Крылышки у божьей коровки едва заметно зашевелились в ответ, встрепенулись, точно подол легкого платья на летнем ветру и тотчас успокоились. Саге захотелось плакать пуще прежнего, разразиться громкими рыданиями и, может быть, утонуть в собственных слезах, ведь так было бы проще. Отказаться от мира и борьбы за его лучшие проявления. Да, так было бы проще. Закрыться, перестать замечать эти признаки тлеющей жизни на обочинах мира и испытывать боль за них. Дать разрухе сделать свое дело – захватить и разрушить тебя изнутри. Смешаться с серым бетоном безразличия. Но Сага была не из тех, кто так просто сдается. Потому она собрала волю в кулак, встряхнула мысли и сделала невозможное – заставила свои руки шевелиться. Во имя жизни, и любви, и всего, во что она верила. Во имя того, что олицетворяли собой звуки музыки, Сага заставила руки оттаять, пробиться сквозь эту мерзкую глину, что предательски облепила ее от плеч до кончиков пальцев. После чего медленно опустила дрожащие ладони на клавиши и какое-то время сидела неподвижно. Дети за все это время не шевельнулись, даже не моргнули. Глаза их по-прежнему были круглые и ошеломленные. А потом Сага заиграла. Сначала медленно, потом быстрее и быстрее, набирая скорость, задавая ритм. Она разжигала его внутри себя, точно огонь, до тех пор, пока пальцы не забегали по клавишам, выхватывая ноты, выдергивая гаммы, заново рожденные.

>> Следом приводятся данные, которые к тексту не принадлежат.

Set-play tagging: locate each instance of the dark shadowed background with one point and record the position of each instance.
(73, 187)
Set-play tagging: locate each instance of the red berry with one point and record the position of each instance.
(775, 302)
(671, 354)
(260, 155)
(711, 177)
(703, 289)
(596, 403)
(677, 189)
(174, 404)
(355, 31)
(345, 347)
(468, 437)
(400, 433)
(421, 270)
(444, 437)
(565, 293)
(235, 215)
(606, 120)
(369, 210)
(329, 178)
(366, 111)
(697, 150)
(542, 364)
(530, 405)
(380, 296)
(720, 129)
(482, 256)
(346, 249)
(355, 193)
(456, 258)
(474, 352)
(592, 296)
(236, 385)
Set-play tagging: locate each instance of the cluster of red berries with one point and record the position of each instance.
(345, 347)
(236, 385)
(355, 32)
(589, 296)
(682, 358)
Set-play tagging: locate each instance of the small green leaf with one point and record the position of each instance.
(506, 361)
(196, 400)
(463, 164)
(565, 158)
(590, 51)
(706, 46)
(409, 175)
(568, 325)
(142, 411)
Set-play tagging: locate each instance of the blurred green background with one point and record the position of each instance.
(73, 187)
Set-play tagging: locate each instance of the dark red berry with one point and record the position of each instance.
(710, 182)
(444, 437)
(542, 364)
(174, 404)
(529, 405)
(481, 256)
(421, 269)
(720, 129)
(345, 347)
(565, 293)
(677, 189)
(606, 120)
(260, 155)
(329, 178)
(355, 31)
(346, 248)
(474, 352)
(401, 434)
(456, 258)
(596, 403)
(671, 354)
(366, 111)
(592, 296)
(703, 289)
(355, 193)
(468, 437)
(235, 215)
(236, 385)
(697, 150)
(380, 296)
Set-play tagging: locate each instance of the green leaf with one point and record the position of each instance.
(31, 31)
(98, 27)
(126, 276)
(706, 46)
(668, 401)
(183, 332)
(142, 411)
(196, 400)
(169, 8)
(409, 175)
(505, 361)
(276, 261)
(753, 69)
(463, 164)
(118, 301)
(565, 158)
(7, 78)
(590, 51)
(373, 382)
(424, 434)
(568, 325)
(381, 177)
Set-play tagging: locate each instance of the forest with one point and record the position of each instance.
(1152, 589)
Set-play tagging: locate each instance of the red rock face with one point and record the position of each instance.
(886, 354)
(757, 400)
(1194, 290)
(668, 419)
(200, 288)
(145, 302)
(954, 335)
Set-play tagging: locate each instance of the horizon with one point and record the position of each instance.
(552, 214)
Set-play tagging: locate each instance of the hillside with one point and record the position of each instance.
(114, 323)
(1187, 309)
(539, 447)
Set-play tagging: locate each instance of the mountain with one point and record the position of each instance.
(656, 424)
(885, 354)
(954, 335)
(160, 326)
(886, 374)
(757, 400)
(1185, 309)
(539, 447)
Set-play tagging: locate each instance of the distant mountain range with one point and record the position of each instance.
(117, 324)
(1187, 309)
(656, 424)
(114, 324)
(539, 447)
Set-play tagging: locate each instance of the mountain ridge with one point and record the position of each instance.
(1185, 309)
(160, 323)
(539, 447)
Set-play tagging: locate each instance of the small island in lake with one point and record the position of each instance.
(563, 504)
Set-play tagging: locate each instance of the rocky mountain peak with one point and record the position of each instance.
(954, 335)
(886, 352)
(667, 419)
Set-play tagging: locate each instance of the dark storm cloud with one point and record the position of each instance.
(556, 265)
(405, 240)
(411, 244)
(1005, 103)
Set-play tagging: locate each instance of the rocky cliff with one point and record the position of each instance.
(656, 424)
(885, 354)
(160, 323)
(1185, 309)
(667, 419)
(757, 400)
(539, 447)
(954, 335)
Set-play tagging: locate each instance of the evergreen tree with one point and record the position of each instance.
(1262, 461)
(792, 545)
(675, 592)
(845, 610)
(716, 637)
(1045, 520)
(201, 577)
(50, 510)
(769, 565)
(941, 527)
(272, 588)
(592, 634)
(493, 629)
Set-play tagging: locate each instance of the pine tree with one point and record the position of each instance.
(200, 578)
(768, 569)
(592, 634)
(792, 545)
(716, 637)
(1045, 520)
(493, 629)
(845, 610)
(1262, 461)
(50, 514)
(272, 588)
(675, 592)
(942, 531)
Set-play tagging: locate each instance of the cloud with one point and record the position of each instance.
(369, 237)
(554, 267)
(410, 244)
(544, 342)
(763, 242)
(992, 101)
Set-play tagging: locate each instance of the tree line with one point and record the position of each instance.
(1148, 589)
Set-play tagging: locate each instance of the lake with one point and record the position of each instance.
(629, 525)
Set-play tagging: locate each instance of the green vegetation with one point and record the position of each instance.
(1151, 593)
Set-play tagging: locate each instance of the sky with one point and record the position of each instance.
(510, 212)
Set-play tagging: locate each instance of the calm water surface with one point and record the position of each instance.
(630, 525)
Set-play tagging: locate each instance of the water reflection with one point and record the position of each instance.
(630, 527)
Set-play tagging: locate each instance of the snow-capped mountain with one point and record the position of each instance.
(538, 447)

И вот лицо Саги расправилось, точно парус в море, глаза, подобно глазам капитана, ведомого одним страстным желанием к путешествиям, загорелись огнем. «Да, – думала она, – мир сделает все возможное, чтобы прогнуть тебя, заставить страдать. Но идущему по дороге, если дорога избрана верно, а намерения чисты, найдется достойный помощник. И все встанет на свои места». Рот Саги приоткрылся, легкие набрали воздуха, и из них полился смех. Звенящий, точно горсть монет в кармане, золотой, точно сама осень с ее медными листьями, бегущими по дорогам. Амбар №4 наполнился смехом Саги и вторящих ей ребят. Все вместе они смеялись и хохотали, а главное, продолжали играть. Жить! Сага вскидывала ладони в воздух, точно шуршащие шариками маракасы, с неведомой ей ранее легкостью и задором. Это был праздник всех живых! Саге на мгновение показалось, что она сильна и нерушима и ее больше ничто и никогда в мире не остановит. Ни этот амбар, ни этот город, ни простирающийся за ним безбрежный океан. По крайней мере, так она думала, по крайней мере, на это очень надеялись ребята, и этого им было достаточно.